Subject: hooks for line-splitting
Date: Tue, 02 Sep 2014 12:13:47 -0400
To: bug-PDF-API2 [...] rt.cpan.org
From: Phil M Perry
PDF::API2 v2.022 Perl 5.16.3 Windows 7 severity: Wishlist
Content.pm's text_fill_*() methods can currently only split a line at a space (x20) character. It would be good to be able to properly hyphenate words, to better fill a line. It's easy enough to split at camelCase, internal non-letters (hard hyphens, digits, punctuation), and at soft hyphens (­). It's fairly involved to properly split complete words, and different languages have different rules. I think that the first three cases could be implemented in the text_fill_*() methods, but we might have to pass control to a user-supplied routine for splitting of complete words.
#
Mon May 04 00:09:59 2015 steve [...] deefs.net - Correspondence added
econtrario contributed a patch to implement part of this a few months ago:
https://bitbucket.org/ssimms/pdfapi2/pull-request/2/_text_fill_line-with-space-hyphen-and-soft/diff[This repository has disappeared. Perhaps it's somewhere on GitHub now? -- Mod.]It needs some tests to be added.
#
Mon May 04 00:10:00 2015 The RT System itself - Status changed from 'new' to 'open'
#
Subject: Re: [rt.cpan.org #98548] hooks for line-splitting
Date: Mon, 4 May 2015 16:10:44 -0400
To: bug-PDF-API2 [...] rt.cpan.org
From: Phil M Perry
Steve,
I'm a bit concerned that the new code is using hard-coded single byte encoding for SHY and (?) xC2. xAD is SHY in Latin-1, but xC2 appears to be Â, so I'm not sure what encoding this is. At any rate, before committing any new non-ASCII character handling code, I think we should decide how we want to handle various encodings. Splitting words will require knowing if we're in the middle of a single multibyte character.
#
Subject: [rt.cpan.org #98548]
Date: Sun, 24 Jan 2016 16:40:58 -0500
To: bug-PDF-API2 [...] rt.cpan.org
From: Phil M Perry
Ah, I see I misread the code. It's apparently not two Latin-1 characters xC2 and xAD (one of which is SHY), but a UTF-8 representation of a SHY. A few comment lines in the code would have helped.

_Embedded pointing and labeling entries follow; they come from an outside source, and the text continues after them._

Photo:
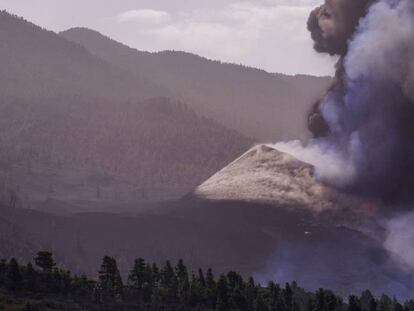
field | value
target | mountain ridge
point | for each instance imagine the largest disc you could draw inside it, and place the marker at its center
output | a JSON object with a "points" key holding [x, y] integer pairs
{"points": [[267, 106]]}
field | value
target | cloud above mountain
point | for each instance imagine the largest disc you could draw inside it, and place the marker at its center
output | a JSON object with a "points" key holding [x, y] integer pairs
{"points": [[266, 34], [269, 34]]}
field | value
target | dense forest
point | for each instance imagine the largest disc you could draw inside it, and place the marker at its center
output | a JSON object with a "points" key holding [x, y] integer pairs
{"points": [[45, 285]]}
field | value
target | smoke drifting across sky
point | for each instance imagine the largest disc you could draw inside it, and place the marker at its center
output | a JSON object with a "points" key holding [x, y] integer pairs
{"points": [[368, 111]]}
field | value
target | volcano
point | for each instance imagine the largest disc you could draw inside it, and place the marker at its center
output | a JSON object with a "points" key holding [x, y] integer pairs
{"points": [[266, 175], [321, 235]]}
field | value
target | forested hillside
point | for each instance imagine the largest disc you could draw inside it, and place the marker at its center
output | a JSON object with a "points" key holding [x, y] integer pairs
{"points": [[75, 127], [43, 285], [266, 106]]}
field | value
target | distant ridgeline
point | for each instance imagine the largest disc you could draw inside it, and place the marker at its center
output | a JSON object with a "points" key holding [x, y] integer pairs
{"points": [[46, 286]]}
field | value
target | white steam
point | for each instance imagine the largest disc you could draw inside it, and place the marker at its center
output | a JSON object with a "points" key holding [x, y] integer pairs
{"points": [[330, 165], [400, 239]]}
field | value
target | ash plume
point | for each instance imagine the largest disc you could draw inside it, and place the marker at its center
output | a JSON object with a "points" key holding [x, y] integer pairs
{"points": [[366, 118]]}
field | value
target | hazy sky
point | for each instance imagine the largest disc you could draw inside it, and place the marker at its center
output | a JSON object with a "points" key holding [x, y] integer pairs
{"points": [[269, 34]]}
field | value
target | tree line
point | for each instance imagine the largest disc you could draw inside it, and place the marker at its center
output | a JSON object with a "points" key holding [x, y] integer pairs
{"points": [[168, 287]]}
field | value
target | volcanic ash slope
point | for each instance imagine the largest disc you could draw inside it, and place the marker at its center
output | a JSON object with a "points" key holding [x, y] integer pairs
{"points": [[266, 175]]}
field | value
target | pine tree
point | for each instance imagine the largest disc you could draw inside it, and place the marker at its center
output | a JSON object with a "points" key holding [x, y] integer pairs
{"points": [[222, 294], [44, 260], [3, 272], [211, 288], [183, 282], [354, 304], [30, 277], [288, 297], [137, 276], [14, 279], [260, 304], [109, 287]]}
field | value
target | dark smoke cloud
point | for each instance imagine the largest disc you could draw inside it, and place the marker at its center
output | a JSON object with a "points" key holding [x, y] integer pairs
{"points": [[367, 115], [333, 24]]}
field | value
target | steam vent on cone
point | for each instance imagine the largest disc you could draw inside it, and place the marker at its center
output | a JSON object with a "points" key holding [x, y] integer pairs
{"points": [[266, 175]]}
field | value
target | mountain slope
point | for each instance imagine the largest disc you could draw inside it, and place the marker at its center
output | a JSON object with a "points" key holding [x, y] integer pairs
{"points": [[267, 106], [39, 63], [75, 127]]}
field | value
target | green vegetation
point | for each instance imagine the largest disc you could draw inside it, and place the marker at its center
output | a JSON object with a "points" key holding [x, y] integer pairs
{"points": [[170, 287]]}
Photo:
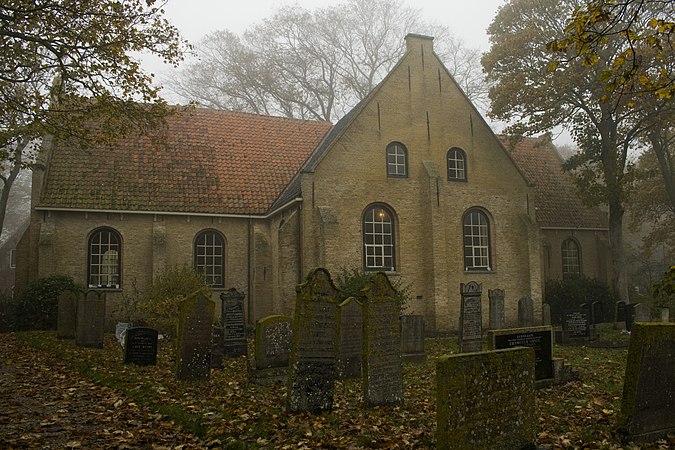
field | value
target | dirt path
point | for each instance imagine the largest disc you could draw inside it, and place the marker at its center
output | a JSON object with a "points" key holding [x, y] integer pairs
{"points": [[43, 405]]}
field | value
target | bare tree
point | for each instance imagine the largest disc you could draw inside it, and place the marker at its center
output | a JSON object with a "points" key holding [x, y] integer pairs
{"points": [[316, 64]]}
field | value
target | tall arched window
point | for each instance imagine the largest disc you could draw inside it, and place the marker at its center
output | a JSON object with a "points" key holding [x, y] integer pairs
{"points": [[397, 160], [378, 238], [476, 240], [456, 164], [571, 259], [210, 257], [104, 255]]}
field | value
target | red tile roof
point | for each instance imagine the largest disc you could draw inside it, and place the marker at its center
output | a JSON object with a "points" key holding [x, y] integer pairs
{"points": [[556, 199], [212, 162]]}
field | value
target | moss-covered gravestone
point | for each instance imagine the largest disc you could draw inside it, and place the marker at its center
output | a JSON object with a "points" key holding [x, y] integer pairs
{"points": [[486, 400], [312, 371], [350, 347], [382, 368], [194, 337], [648, 405], [66, 324], [90, 320]]}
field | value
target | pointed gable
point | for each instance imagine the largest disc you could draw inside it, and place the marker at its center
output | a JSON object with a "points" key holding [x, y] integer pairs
{"points": [[203, 161]]}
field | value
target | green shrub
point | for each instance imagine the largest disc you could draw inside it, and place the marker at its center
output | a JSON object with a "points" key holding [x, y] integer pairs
{"points": [[36, 307], [569, 294], [163, 299]]}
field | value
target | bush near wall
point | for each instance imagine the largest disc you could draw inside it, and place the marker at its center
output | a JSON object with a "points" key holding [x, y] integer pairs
{"points": [[569, 294]]}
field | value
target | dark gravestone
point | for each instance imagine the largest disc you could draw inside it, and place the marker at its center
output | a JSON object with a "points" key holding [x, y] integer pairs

Anyway, we still have the issue of what character encoding we're working in -- can we count on one particular encoding, or should we be able to handle a variety of encodings? Many, if not all, the font sets supplied for PDF appear to be in something close to Windows-1252 (more or less Latin-1), so can we even work with UTF-8 text? Before we embark on changes hard coded for one encoding or another, let's be clear what character encodings are even possible to use.
#
Wed Feb 17 16:49:59 2016 steve [...] deefs.net - Correspondence added
Given encoding issues and the complications of implementing hyphenation rules for multiple languages, this is something that's better left to an add-on module.
#
Wed Feb 17 16:50:00 2016 steve [...] deefs.net - Status changed from 'open' to 'rejected'
#
Subject: [rt.cpan.org #98548]
Date: Thu, 18 Feb 2016 15:34:39 -0500
To: bug-PDF-API2 [...] rt.cpan.org
From: Phil M Perry
True, but should we think about building in some simple word splitting scenarios? I would really like to split words after hyphens, but beyond that, it could get messy with non-ASCII characters. You don't want arbitrary (non-language sensitive) word splitting between accented Latin characters and ASCII letters, without being fully aware of the encoding used. You also don't want to end up accidentally splitting within a UTF-8 multibyte character. Em and en dashes, non-breaking spaces, soft hyphens, and various thickness space characters will depend on the encoding. ASCII characters and text are easy enough, but what to do about anything not ASCII? Perhaps allow splitting only between ASCII characters (0xxxxxxx byte) for now? It should be safe for multibyte UTF-8 characters, as all bytes for non-ASCII start with a 1 bit (1xxxxxxx). I think we could safely break between ASCII characters for hyphen and other non-letters in the range x21..x7E, and letters (letter to non-letter, or non-letter to letter transition, as well as lower-to-upper and upper-to-lower camelCase). Would that be useful? A dummy hook might be put in for future calling of user-supplied hyphenation routines for various encodings and languages, or just mark the spot in the code for now. For English, at least, a minimum of two characters must be left on each line, and be careful about not splitting something like O'Mallory into O'-Mallory, or thinking Ma is camelCase and splitting it O'M-allory.
I'd sure like to get some other people participating in this discussion, to get some more viewpoints and algorithm experience. Perhaps we should just go ahead with starting the add-on module with the above simple algorithm, and flesh it out over time?